Some of his comments drawn from their insights and prejudices shed light.

“ I had grown up steeped in a set of core Midwestern beliefs: that you can’t get something for nothing, and that you should be reluctant to impose on others and, likewise, to be imposed upon. Here self-reliance is a totemic value.”

“.. A right makes no distinction between the deserving and the undeserving..”

“Some people see rights as protections provided by government. But others … see rights as protections from government.”

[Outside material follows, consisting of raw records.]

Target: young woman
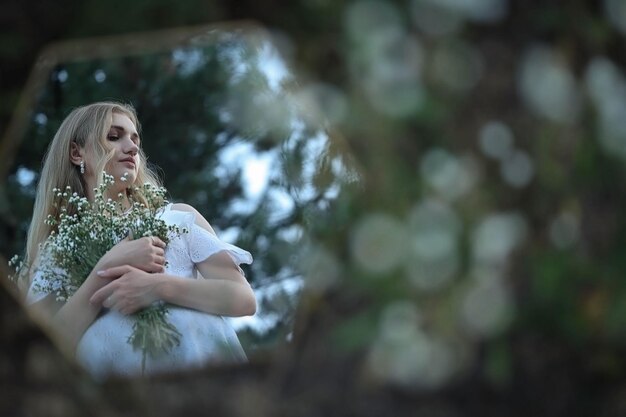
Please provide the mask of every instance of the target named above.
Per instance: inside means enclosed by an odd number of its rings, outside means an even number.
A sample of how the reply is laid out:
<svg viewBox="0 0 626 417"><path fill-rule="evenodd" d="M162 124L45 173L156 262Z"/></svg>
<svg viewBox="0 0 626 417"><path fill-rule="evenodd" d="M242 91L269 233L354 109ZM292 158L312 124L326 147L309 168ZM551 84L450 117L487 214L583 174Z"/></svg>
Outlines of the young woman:
<svg viewBox="0 0 626 417"><path fill-rule="evenodd" d="M124 239L99 260L67 302L41 292L45 278L38 265L46 257L38 251L52 232L44 220L48 215L58 219L60 214L53 205L53 189L69 185L93 200L103 171L115 179L107 189L109 197L116 199L121 193L126 208L131 198L142 199L133 195L131 185L159 185L146 166L139 123L130 106L102 102L79 107L63 121L50 144L28 232L26 261L32 263L33 274L27 303L52 318L53 330L78 362L98 377L142 372L142 354L128 343L134 323L129 315L158 300L171 305L168 319L182 337L170 353L148 357L146 373L245 361L235 332L222 316L255 313L254 293L238 266L251 263L252 256L221 242L189 205L162 209L167 224L188 230L167 246L157 237Z"/></svg>

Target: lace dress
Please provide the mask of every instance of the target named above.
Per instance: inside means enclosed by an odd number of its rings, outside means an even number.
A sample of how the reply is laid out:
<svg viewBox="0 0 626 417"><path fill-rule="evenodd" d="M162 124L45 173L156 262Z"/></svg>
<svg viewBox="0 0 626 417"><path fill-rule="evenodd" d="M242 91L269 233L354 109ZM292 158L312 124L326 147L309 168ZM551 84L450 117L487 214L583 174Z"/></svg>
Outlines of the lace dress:
<svg viewBox="0 0 626 417"><path fill-rule="evenodd" d="M195 224L195 215L172 210L171 204L161 213L167 224L187 228L170 240L165 250L166 272L179 277L197 279L195 263L225 251L239 265L252 263L249 252L220 241ZM36 292L36 283L44 278L36 274L27 296L28 303L45 297ZM203 278L200 278L203 279ZM230 324L219 315L170 305L168 319L182 334L180 345L158 358L148 357L145 374L190 369L207 363L245 362L246 355ZM76 359L95 377L108 375L141 375L141 351L134 351L128 343L134 319L115 310L103 309L78 343Z"/></svg>

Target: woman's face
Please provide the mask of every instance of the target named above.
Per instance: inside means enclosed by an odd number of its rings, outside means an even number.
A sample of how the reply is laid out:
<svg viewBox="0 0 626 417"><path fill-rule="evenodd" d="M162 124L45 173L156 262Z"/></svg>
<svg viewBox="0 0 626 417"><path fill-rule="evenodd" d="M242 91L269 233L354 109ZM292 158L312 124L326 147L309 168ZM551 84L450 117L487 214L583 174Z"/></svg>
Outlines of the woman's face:
<svg viewBox="0 0 626 417"><path fill-rule="evenodd" d="M121 113L113 113L113 120L107 142L115 151L111 160L104 170L109 175L113 175L115 181L127 174L127 185L133 184L137 179L139 167L139 144L140 138L135 124Z"/></svg>

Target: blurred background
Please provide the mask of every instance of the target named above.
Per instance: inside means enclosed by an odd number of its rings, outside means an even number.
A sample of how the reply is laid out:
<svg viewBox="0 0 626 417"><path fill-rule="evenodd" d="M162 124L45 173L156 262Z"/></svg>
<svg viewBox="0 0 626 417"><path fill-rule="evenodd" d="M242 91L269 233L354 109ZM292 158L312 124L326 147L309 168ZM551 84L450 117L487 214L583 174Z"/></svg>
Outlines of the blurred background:
<svg viewBox="0 0 626 417"><path fill-rule="evenodd" d="M30 0L0 21L2 256L63 117L121 100L171 199L253 253L261 306L233 322L248 367L100 384L4 282L0 410L626 414L626 2Z"/></svg>

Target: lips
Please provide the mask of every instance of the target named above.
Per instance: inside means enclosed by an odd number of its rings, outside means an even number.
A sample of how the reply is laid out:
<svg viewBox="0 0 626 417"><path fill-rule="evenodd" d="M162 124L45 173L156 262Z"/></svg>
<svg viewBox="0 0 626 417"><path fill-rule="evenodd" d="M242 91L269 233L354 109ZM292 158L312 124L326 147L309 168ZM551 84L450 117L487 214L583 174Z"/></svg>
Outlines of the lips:
<svg viewBox="0 0 626 417"><path fill-rule="evenodd" d="M124 162L124 163L127 163L127 164L132 164L132 165L133 165L133 167L134 167L135 165L137 165L137 164L135 163L135 160L134 160L133 158L125 158L125 159L120 160L120 162Z"/></svg>

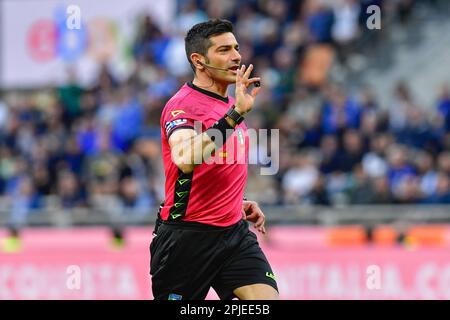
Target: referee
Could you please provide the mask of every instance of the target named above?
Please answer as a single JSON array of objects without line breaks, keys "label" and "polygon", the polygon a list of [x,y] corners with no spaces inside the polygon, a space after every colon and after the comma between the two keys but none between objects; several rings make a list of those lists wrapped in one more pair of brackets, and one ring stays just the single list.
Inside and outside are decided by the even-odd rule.
[{"label": "referee", "polygon": [[[160,122],[166,182],[150,244],[153,296],[205,299],[212,287],[220,299],[278,299],[275,275],[248,226],[265,233],[264,214],[243,200],[243,120],[260,78],[241,65],[227,20],[196,24],[185,46],[195,76],[167,102]],[[234,83],[236,100],[227,96]]]}]

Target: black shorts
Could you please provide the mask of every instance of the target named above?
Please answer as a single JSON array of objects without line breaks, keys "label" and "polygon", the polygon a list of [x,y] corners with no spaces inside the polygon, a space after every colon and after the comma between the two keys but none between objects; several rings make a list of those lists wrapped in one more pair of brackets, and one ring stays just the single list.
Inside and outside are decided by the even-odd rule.
[{"label": "black shorts", "polygon": [[233,290],[256,283],[278,291],[272,268],[244,220],[230,227],[164,221],[150,256],[158,300],[205,299],[211,287],[220,299],[233,299]]}]

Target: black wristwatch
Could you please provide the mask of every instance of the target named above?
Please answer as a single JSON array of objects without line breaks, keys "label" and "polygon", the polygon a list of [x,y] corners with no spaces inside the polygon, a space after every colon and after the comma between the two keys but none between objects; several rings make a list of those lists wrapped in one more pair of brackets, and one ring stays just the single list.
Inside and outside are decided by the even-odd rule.
[{"label": "black wristwatch", "polygon": [[236,110],[234,110],[234,105],[228,109],[226,115],[228,117],[231,118],[231,120],[234,121],[234,123],[236,123],[236,125],[240,124],[242,121],[244,121],[244,117],[241,116],[241,114],[239,112],[237,112]]}]

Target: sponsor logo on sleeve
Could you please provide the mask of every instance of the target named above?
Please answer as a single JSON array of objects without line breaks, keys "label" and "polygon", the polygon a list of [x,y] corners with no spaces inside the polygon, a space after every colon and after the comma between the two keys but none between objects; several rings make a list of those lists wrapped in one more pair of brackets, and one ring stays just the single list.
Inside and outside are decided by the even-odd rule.
[{"label": "sponsor logo on sleeve", "polygon": [[170,112],[172,117],[176,117],[177,115],[179,115],[181,113],[186,113],[186,112],[184,112],[183,110],[173,110],[173,111]]}]

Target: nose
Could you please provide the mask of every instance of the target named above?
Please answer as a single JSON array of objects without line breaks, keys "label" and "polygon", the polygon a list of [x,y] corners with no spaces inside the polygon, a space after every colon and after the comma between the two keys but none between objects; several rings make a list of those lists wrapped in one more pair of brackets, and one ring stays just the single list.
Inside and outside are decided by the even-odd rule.
[{"label": "nose", "polygon": [[233,57],[231,58],[233,62],[240,63],[241,62],[241,54],[236,49],[233,50]]}]

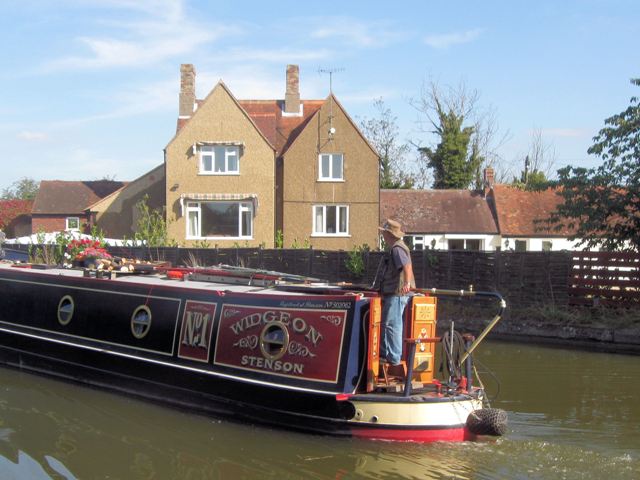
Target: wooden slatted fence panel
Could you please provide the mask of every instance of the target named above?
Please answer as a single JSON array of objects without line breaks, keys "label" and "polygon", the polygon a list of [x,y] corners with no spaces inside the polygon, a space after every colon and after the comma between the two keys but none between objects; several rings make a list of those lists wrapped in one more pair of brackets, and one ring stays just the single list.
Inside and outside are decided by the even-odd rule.
[{"label": "wooden slatted fence panel", "polygon": [[[364,273],[355,276],[346,266],[346,251],[178,247],[109,247],[109,251],[124,257],[170,261],[178,266],[228,264],[367,286],[373,283],[384,256],[379,251],[364,253]],[[637,256],[631,260],[619,255],[575,252],[424,250],[413,251],[411,258],[420,288],[460,290],[472,286],[476,291],[500,292],[510,305],[593,304],[596,294],[601,305],[618,305],[620,292],[638,291]],[[598,263],[605,261],[608,263]],[[637,301],[634,295],[628,293],[625,298]]]},{"label": "wooden slatted fence panel", "polygon": [[640,255],[572,252],[570,305],[640,306]]}]

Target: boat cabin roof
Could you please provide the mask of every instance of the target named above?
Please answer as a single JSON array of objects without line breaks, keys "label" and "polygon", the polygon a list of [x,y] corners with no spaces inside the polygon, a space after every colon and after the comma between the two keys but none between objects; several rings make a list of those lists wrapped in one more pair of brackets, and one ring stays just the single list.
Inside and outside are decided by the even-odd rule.
[{"label": "boat cabin roof", "polygon": [[[267,274],[255,271],[252,277],[248,275],[248,269],[225,270],[212,268],[198,269],[160,269],[147,273],[124,273],[107,272],[88,269],[69,269],[58,267],[44,267],[30,264],[12,264],[0,262],[0,268],[19,269],[24,268],[30,272],[37,272],[47,276],[65,276],[75,278],[97,278],[106,282],[129,283],[136,285],[162,286],[177,289],[197,289],[204,291],[219,291],[228,293],[254,293],[264,295],[353,295],[358,293],[358,289],[345,288],[342,285],[329,284],[322,281],[304,282],[301,280],[287,280],[287,275],[283,274],[282,280],[278,280],[274,272]],[[180,271],[184,275],[181,278],[172,278],[169,271]],[[235,272],[235,274],[234,274]],[[273,280],[264,281],[265,278]],[[314,279],[317,280],[317,279]],[[365,295],[368,296],[367,293]]]}]

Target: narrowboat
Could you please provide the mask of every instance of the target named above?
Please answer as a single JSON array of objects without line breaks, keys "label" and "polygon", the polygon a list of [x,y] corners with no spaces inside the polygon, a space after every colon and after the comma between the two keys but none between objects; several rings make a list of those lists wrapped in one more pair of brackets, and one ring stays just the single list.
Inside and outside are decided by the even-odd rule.
[{"label": "narrowboat", "polygon": [[503,434],[506,413],[474,385],[472,352],[486,331],[437,337],[442,295],[495,297],[492,324],[504,309],[491,292],[417,290],[402,365],[389,368],[371,288],[225,266],[0,262],[0,362],[306,432],[415,442]]}]

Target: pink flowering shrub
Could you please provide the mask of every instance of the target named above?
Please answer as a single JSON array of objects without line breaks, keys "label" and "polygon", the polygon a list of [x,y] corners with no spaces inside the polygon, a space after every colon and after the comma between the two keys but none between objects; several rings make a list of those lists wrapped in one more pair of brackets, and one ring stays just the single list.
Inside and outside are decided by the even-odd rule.
[{"label": "pink flowering shrub", "polygon": [[67,244],[67,255],[72,260],[85,260],[87,258],[110,259],[105,245],[100,240],[71,240]]}]

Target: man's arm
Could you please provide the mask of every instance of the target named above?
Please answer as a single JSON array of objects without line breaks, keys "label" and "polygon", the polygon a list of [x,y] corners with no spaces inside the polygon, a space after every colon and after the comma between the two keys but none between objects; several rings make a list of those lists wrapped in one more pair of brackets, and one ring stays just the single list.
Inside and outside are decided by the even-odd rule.
[{"label": "man's arm", "polygon": [[413,266],[411,263],[406,263],[402,266],[402,271],[404,272],[404,283],[402,284],[401,292],[403,295],[406,295],[411,291],[411,284],[415,283],[413,278]]}]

“ The notion of health care as a right struck her as another way of undermining work and responsibility… But Monna, like almost everyone I spoke to, understood perfectly well what Medicare was and was glad to have it…‘We all pay in for that,’ she pointed out, ‘and we all benefit.’”

“… rights are as much about our duties as about our freedoms”

“Trade-offs now have to be considered. And saying that something is a basic right starts to seem the equivalent of saying only, ‘It is very, very important.’”

“‘I think the goal should be security,’ he said of health care. ‘Not just financial security but mental security—knowing that, no matter how bad things get, this shouldn’t be what you worry about.’” 

“The mistake is accepting the line, and its dismal conception of life as a zero-sum proposition. It gives up on the more encompassing possibilities of shared belonging, mutual loyalty, and collective gains.”

“During the next two centuries, we relied on government to establish a system of compulsory public education, infrastructure for everything from running water to the electric grid, and old-age pensions, along with tax systems to pay for it all…Health care has been the cavernous exception.”

“Maintaining the link between health coverage and jobs is growing increasingly difficult, expensive, and self-defeating.”

“Few want the system we have, but many fear losing what we’ve got.”

“What we agree on, broadly, is that the rules should apply to everyone.”

Mike Magee, MD is a Medical Historian and Health Economist and author of “Code Blue: Inside the Medical Industrial Complex.